Hasil temuan tim di lapangan banyak menemukan bangunan yang roboh atau rusak umumnya rumah dan beberapa bangunan sekolah yang dikatagerikan sebagai bangunan non-teknis (non-engineered) dan memang terindikasi bersifat getas. Bangunan rumah dan sekolah yang roboh atau rusak berat tidak mengikuti kaidah-kaidah dalam membangun bangunan tahan gempa, diantaranya adalah sistem struktur yang kurang menyatu, mutu tembokan yang rendah, bangunan didirikan di atas tanah yang kurang stabil serta material bangunan, seperti kayu dan bambu yang telah lapuk.

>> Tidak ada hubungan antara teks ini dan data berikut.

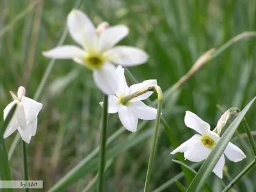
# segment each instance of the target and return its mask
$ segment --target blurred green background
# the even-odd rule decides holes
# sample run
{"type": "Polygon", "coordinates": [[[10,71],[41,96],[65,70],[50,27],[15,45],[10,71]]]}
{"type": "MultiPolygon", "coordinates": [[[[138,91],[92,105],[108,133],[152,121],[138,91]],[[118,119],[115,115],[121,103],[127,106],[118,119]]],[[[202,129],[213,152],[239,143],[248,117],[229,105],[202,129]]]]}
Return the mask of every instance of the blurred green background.
{"type": "MultiPolygon", "coordinates": [[[[0,1],[1,109],[12,99],[9,90],[16,92],[19,86],[26,88],[28,97],[33,97],[50,62],[42,52],[57,45],[66,27],[67,16],[76,3],[77,1],[0,1]]],[[[139,47],[150,56],[147,63],[130,68],[131,72],[139,82],[157,79],[163,92],[207,50],[220,47],[243,31],[256,31],[255,0],[83,0],[79,9],[95,25],[104,20],[111,25],[127,25],[130,33],[120,44],[139,47]]],[[[164,98],[163,115],[179,145],[194,133],[184,124],[186,110],[197,114],[214,129],[221,115],[216,104],[224,109],[243,108],[255,96],[255,39],[250,38],[235,44],[208,62],[180,89],[164,98]]],[[[64,44],[74,42],[68,35],[64,44]]],[[[156,95],[152,97],[151,100],[156,99],[156,95]]],[[[71,60],[55,61],[38,99],[44,108],[38,116],[38,132],[28,147],[30,178],[44,180],[44,191],[50,189],[99,145],[102,113],[99,102],[102,99],[91,71],[71,60]]],[[[253,108],[246,116],[252,131],[256,126],[253,108]]],[[[109,115],[109,119],[108,136],[122,127],[116,114],[109,115]]],[[[125,131],[108,145],[111,154],[108,159],[113,161],[106,172],[104,191],[143,189],[153,126],[154,121],[150,121],[135,133],[125,131]],[[131,145],[135,140],[136,143],[131,145]]],[[[238,131],[242,134],[244,131],[240,127],[238,131]]],[[[161,126],[150,182],[152,191],[181,172],[180,166],[172,161],[176,156],[170,154],[175,142],[169,140],[163,129],[161,126]]],[[[6,139],[8,148],[14,138],[15,134],[6,139]]],[[[244,148],[237,140],[234,138],[232,142],[245,152],[247,159],[236,164],[226,159],[227,172],[223,179],[226,184],[253,157],[250,148],[244,148]]],[[[97,157],[95,156],[90,163],[97,163],[97,157]]],[[[13,177],[21,180],[21,143],[10,163],[13,177]]],[[[63,191],[82,191],[97,173],[97,165],[88,164],[77,178],[81,179],[63,191]]],[[[234,189],[256,191],[255,177],[253,170],[234,189]]],[[[213,173],[211,179],[208,184],[212,191],[221,191],[220,180],[213,173]]],[[[188,186],[184,178],[179,180],[188,186]]],[[[93,188],[92,191],[94,191],[93,188]]],[[[172,182],[156,191],[178,189],[172,182]]]]}

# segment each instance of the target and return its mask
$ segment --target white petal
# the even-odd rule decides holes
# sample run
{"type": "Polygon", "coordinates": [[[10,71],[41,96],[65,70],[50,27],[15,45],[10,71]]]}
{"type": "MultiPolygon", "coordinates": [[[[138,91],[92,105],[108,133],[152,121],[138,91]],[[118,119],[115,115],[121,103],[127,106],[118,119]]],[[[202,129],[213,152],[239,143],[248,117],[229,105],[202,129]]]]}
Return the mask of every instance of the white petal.
{"type": "Polygon", "coordinates": [[[9,123],[4,133],[4,139],[10,136],[14,131],[18,129],[19,125],[16,118],[12,118],[9,123]]]}
{"type": "Polygon", "coordinates": [[[19,127],[18,131],[19,131],[23,141],[24,141],[27,143],[29,143],[30,140],[32,137],[31,125],[28,125],[27,128],[25,130],[22,130],[20,129],[20,127],[19,127]]]}
{"type": "MultiPolygon", "coordinates": [[[[100,106],[103,108],[103,102],[100,102],[100,106]]],[[[118,98],[115,95],[108,96],[108,113],[115,113],[118,111],[118,98]]]]}
{"type": "Polygon", "coordinates": [[[87,50],[94,49],[97,35],[93,24],[83,12],[72,10],[68,15],[67,26],[72,38],[87,50]]]}
{"type": "MultiPolygon", "coordinates": [[[[23,98],[22,97],[22,98],[23,98]]],[[[22,103],[19,102],[17,106],[15,116],[19,126],[23,130],[27,128],[27,119],[25,114],[24,107],[22,103]]]]}
{"type": "Polygon", "coordinates": [[[83,58],[85,54],[85,51],[83,49],[74,45],[63,45],[43,52],[44,56],[54,59],[83,58]]]}
{"type": "Polygon", "coordinates": [[[194,129],[201,134],[207,134],[210,131],[210,125],[192,112],[186,111],[184,121],[188,127],[194,129]]]}
{"type": "Polygon", "coordinates": [[[99,38],[99,51],[104,51],[112,47],[128,33],[128,28],[124,25],[112,26],[103,30],[99,38]]]}
{"type": "Polygon", "coordinates": [[[205,147],[201,140],[190,145],[189,149],[184,152],[185,159],[190,161],[200,162],[205,159],[211,152],[211,150],[205,147]]]}
{"type": "Polygon", "coordinates": [[[124,66],[143,64],[148,59],[144,51],[129,46],[116,46],[107,51],[104,54],[114,63],[124,66]]]}
{"type": "Polygon", "coordinates": [[[21,102],[24,108],[28,124],[30,124],[38,115],[43,108],[43,104],[26,97],[23,97],[21,102]]]}
{"type": "Polygon", "coordinates": [[[173,150],[171,154],[175,154],[177,152],[181,152],[183,153],[188,150],[189,148],[189,147],[191,145],[193,144],[195,142],[198,142],[201,140],[202,136],[199,134],[195,134],[191,137],[189,140],[188,141],[186,141],[184,142],[182,144],[181,144],[180,146],[179,146],[177,148],[176,148],[175,150],[173,150]]]}
{"type": "MultiPolygon", "coordinates": [[[[130,86],[129,89],[129,94],[134,93],[136,92],[141,91],[150,86],[150,85],[157,84],[157,81],[156,79],[146,80],[142,83],[132,84],[130,86]]],[[[148,92],[144,94],[142,94],[137,97],[132,99],[132,101],[141,100],[148,99],[152,94],[153,92],[148,92]]]]}
{"type": "Polygon", "coordinates": [[[224,150],[227,157],[234,162],[238,162],[246,158],[244,153],[237,146],[229,142],[224,150]]]}
{"type": "Polygon", "coordinates": [[[97,86],[105,94],[115,95],[116,92],[116,68],[112,64],[106,63],[101,69],[93,70],[93,79],[97,86]]]}
{"type": "MultiPolygon", "coordinates": [[[[4,109],[4,120],[6,118],[8,115],[9,114],[10,111],[11,111],[12,108],[16,103],[16,101],[12,101],[10,102],[4,109]]],[[[11,135],[15,130],[18,128],[18,123],[16,119],[16,114],[17,114],[17,109],[16,111],[14,113],[11,120],[9,122],[6,129],[5,129],[5,132],[4,134],[4,138],[8,137],[11,135]]]]}
{"type": "Polygon", "coordinates": [[[132,108],[121,105],[119,108],[118,116],[126,129],[132,132],[137,130],[138,118],[132,111],[132,108]]]}
{"type": "Polygon", "coordinates": [[[31,135],[35,136],[37,130],[37,118],[31,124],[31,135]]]}
{"type": "Polygon", "coordinates": [[[118,97],[124,97],[126,95],[129,90],[129,86],[126,83],[124,76],[124,68],[121,65],[118,65],[116,69],[116,74],[118,78],[118,88],[116,95],[118,97]]]}
{"type": "Polygon", "coordinates": [[[143,120],[153,120],[156,118],[157,109],[147,106],[142,101],[131,102],[131,105],[134,109],[136,116],[143,120]]]}
{"type": "MultiPolygon", "coordinates": [[[[12,107],[14,106],[14,104],[16,103],[16,101],[12,101],[10,102],[4,109],[4,120],[6,118],[8,115],[10,113],[10,111],[11,111],[12,107]]],[[[17,111],[17,110],[16,110],[17,111]]],[[[15,116],[15,114],[13,115],[15,116]]]]}
{"type": "Polygon", "coordinates": [[[212,172],[214,172],[220,179],[222,179],[224,165],[225,157],[224,154],[222,154],[212,170],[212,172]]]}
{"type": "Polygon", "coordinates": [[[24,87],[20,86],[18,89],[18,97],[19,99],[22,98],[23,96],[26,95],[26,89],[24,87]]]}

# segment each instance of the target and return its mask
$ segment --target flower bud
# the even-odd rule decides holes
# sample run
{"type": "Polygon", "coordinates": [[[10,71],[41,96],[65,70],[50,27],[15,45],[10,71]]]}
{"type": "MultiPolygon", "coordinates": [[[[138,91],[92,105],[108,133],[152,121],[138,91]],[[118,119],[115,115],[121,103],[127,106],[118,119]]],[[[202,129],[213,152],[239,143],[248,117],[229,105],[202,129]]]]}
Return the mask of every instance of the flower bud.
{"type": "Polygon", "coordinates": [[[218,122],[217,126],[213,130],[215,132],[217,132],[218,135],[220,136],[222,129],[226,125],[228,125],[230,124],[235,118],[238,115],[240,110],[237,108],[232,108],[226,111],[221,117],[218,122]]]}
{"type": "Polygon", "coordinates": [[[20,86],[18,89],[18,98],[21,100],[23,96],[25,96],[26,94],[26,89],[24,87],[20,86]]]}

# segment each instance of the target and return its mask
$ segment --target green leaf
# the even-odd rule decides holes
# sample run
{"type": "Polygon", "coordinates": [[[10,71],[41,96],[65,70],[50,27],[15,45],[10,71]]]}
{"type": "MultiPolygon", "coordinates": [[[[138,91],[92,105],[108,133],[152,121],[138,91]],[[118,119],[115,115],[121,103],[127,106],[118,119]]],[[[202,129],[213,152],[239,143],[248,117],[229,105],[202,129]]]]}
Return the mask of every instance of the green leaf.
{"type": "MultiPolygon", "coordinates": [[[[195,177],[195,175],[196,175],[196,174],[197,173],[197,172],[193,168],[191,168],[190,166],[189,166],[188,164],[184,163],[183,162],[177,161],[175,159],[172,159],[172,161],[173,161],[174,163],[178,163],[178,164],[180,164],[181,166],[184,166],[188,171],[189,172],[189,173],[191,173],[192,175],[193,175],[193,177],[195,177]]],[[[205,184],[204,189],[207,192],[212,192],[212,191],[207,184],[205,184]]]]}
{"type": "Polygon", "coordinates": [[[192,182],[190,184],[188,192],[196,192],[200,191],[202,188],[204,186],[206,180],[210,175],[215,164],[219,160],[220,156],[223,153],[227,145],[230,141],[233,134],[238,127],[241,122],[243,120],[244,115],[256,99],[254,97],[243,109],[239,115],[235,118],[233,122],[228,126],[227,131],[224,132],[216,145],[214,147],[210,155],[204,161],[201,168],[200,168],[198,173],[195,177],[192,182]]]}
{"type": "Polygon", "coordinates": [[[179,180],[175,180],[175,184],[181,192],[186,192],[186,191],[187,190],[187,188],[184,185],[182,185],[182,183],[179,181],[179,180]]]}
{"type": "MultiPolygon", "coordinates": [[[[143,140],[148,138],[152,134],[152,131],[153,130],[151,129],[147,130],[136,135],[134,138],[127,140],[122,143],[109,150],[106,154],[106,159],[115,158],[122,152],[127,150],[136,145],[143,140]]],[[[63,190],[67,189],[75,182],[83,178],[83,177],[84,177],[88,173],[97,170],[99,157],[95,158],[90,163],[88,163],[86,159],[86,157],[83,161],[81,161],[76,166],[60,179],[52,188],[51,188],[49,190],[49,192],[63,191],[63,190]]]]}
{"type": "MultiPolygon", "coordinates": [[[[3,135],[13,116],[14,112],[16,110],[16,108],[17,108],[17,104],[15,104],[12,107],[11,111],[9,112],[0,130],[0,157],[1,157],[0,175],[1,175],[1,179],[3,180],[12,180],[12,172],[10,168],[6,146],[5,145],[5,141],[3,137],[3,135]]],[[[13,191],[13,189],[3,189],[3,191],[12,192],[13,191]]]]}

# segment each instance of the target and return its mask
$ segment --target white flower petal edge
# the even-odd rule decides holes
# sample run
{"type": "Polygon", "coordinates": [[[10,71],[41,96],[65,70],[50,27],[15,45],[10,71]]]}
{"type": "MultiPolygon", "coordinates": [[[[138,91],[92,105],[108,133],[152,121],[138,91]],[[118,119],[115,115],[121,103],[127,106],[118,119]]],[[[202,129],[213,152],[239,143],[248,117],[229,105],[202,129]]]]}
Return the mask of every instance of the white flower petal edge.
{"type": "Polygon", "coordinates": [[[131,104],[136,116],[143,120],[153,120],[156,118],[157,109],[147,106],[142,101],[132,102],[131,104]]]}
{"type": "Polygon", "coordinates": [[[131,132],[136,131],[138,118],[134,115],[132,108],[120,106],[118,116],[122,124],[127,130],[131,132]]]}
{"type": "Polygon", "coordinates": [[[218,161],[216,164],[213,168],[212,172],[214,172],[220,179],[223,177],[223,170],[225,165],[225,157],[224,155],[222,154],[220,156],[220,159],[218,161]]]}
{"type": "MultiPolygon", "coordinates": [[[[119,109],[119,104],[118,104],[118,98],[115,95],[109,95],[108,96],[108,113],[116,113],[118,111],[119,109]]],[[[101,107],[103,107],[103,102],[100,102],[100,105],[101,107]]]]}
{"type": "Polygon", "coordinates": [[[74,45],[63,45],[43,52],[44,56],[54,59],[83,58],[85,54],[84,51],[74,45]]]}
{"type": "Polygon", "coordinates": [[[230,161],[238,162],[246,158],[244,153],[237,146],[229,142],[224,150],[224,154],[230,161]]]}
{"type": "MultiPolygon", "coordinates": [[[[138,119],[156,119],[157,109],[145,105],[139,100],[140,96],[136,97],[135,101],[132,99],[127,103],[122,104],[122,99],[129,95],[131,92],[129,90],[132,86],[129,88],[127,86],[124,76],[124,68],[121,65],[116,68],[115,72],[118,79],[118,89],[115,94],[113,94],[114,95],[109,96],[108,113],[115,113],[118,111],[119,118],[124,127],[128,131],[134,132],[137,129],[138,119]]],[[[145,81],[142,83],[134,84],[134,88],[132,87],[132,90],[135,92],[139,90],[147,88],[147,86],[150,84],[156,84],[156,80],[145,81]]],[[[151,94],[152,93],[150,93],[149,95],[143,94],[141,95],[144,96],[141,99],[148,98],[151,94]]],[[[100,102],[100,104],[102,107],[103,102],[100,102]]]]}
{"type": "Polygon", "coordinates": [[[99,51],[104,51],[111,48],[128,34],[129,29],[124,25],[109,27],[103,30],[99,38],[99,51]]]}
{"type": "MultiPolygon", "coordinates": [[[[201,120],[197,115],[186,111],[185,115],[186,125],[202,135],[196,134],[191,138],[181,144],[171,152],[184,152],[184,157],[192,162],[200,162],[205,159],[210,154],[212,148],[220,140],[216,133],[210,131],[209,125],[201,120]]],[[[212,172],[220,178],[222,179],[223,169],[225,165],[225,156],[234,162],[238,162],[246,156],[244,152],[232,143],[228,143],[223,154],[218,161],[212,172]]]]}
{"type": "Polygon", "coordinates": [[[12,118],[4,131],[3,138],[6,138],[16,129],[18,129],[22,140],[29,143],[31,138],[35,136],[37,129],[37,116],[43,105],[30,98],[25,97],[26,90],[19,87],[18,97],[11,92],[14,101],[9,104],[4,109],[4,119],[7,117],[14,104],[17,106],[12,118]]]}
{"type": "Polygon", "coordinates": [[[114,63],[124,66],[140,65],[148,59],[144,51],[129,46],[116,46],[107,51],[104,54],[114,63]]]}
{"type": "Polygon", "coordinates": [[[197,142],[200,138],[202,136],[199,134],[195,134],[193,137],[191,137],[189,140],[188,141],[186,141],[184,142],[182,144],[181,144],[180,146],[179,146],[177,148],[176,148],[175,150],[173,150],[171,154],[174,155],[177,152],[181,152],[184,153],[184,152],[187,151],[189,148],[189,146],[191,146],[191,144],[193,144],[195,142],[197,142]]]}
{"type": "Polygon", "coordinates": [[[121,65],[118,65],[116,69],[116,74],[118,79],[118,89],[116,95],[118,97],[124,96],[129,91],[129,86],[126,83],[125,77],[124,76],[124,68],[121,65]]]}
{"type": "Polygon", "coordinates": [[[100,70],[93,70],[93,79],[97,86],[107,95],[113,95],[118,89],[116,68],[110,63],[100,70]]]}
{"type": "MultiPolygon", "coordinates": [[[[150,86],[152,85],[157,85],[157,82],[156,79],[146,80],[140,83],[132,84],[132,86],[130,86],[130,88],[129,89],[129,95],[134,93],[138,92],[140,90],[141,90],[143,89],[145,89],[148,86],[150,86]]],[[[152,93],[153,93],[153,92],[148,92],[144,94],[142,94],[137,97],[132,99],[132,100],[136,101],[136,100],[141,100],[147,99],[152,93]]]]}
{"type": "Polygon", "coordinates": [[[68,14],[67,22],[69,34],[77,44],[85,49],[95,49],[95,28],[86,14],[74,10],[68,14]]]}
{"type": "Polygon", "coordinates": [[[194,129],[202,135],[210,131],[210,125],[191,111],[186,111],[184,122],[188,127],[194,129]]]}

Ada hal menarik yang ditemukan di lokasi bencana. Di sana ditemui inovasi dari masyarakat dalam menekan biaya bangunan dengan menggunakan kombinasi tulangan baja dan bambu untuk perkuatan rangka beton rumah. Sayangnya, teknis pelaksanaan kurang memadai dan tidak dibuat dengan praktek yang semestinya. Seperti, adanya kekurangan pembuatan kait pada penyambungan tulangan, pemakaian tulangan bambu yang bermutu rendah dan berukuran terlalu kecil dan sambungan pada simpul antar elemen beton pengekang yang tidak memadai. Hal ini yang menyebabkan bangunan sangat rawan runtuh.
Perlu diketahui, gempa yang terjadi di Banjarnegara berskala rendah, yaitu 4,4 SR tanggal 18 April 2018 dengan kedalaman pusat gempa 4 km dan 3,4 SR tanggal 21 April 2018 dengan kedalaman pusat gempa 1 km. Namun demikian, pusat gempa yang sangat dangkal menyebabkan intensitas goncangan gempa di permukaan dapat terasa sangat kuat sehingga bangunan yang kurang memenuhi standar keamanan gempa banyak yang roboh atau rusak berat.
“Mengingat sebagian besar permukiman masyarakat di Indonesia terancam bencana gempa, maka sewajarnyalah semua pihak dapat bahu-membahu dalam mengantisipasi bencana gempa agar menjadi kekuatan besar dalam mengantisipasi bencana tersebut, misalnya dengan mengadakan semacam gerakan nasional PRB gempa”, ujar Prof.Sarwidi.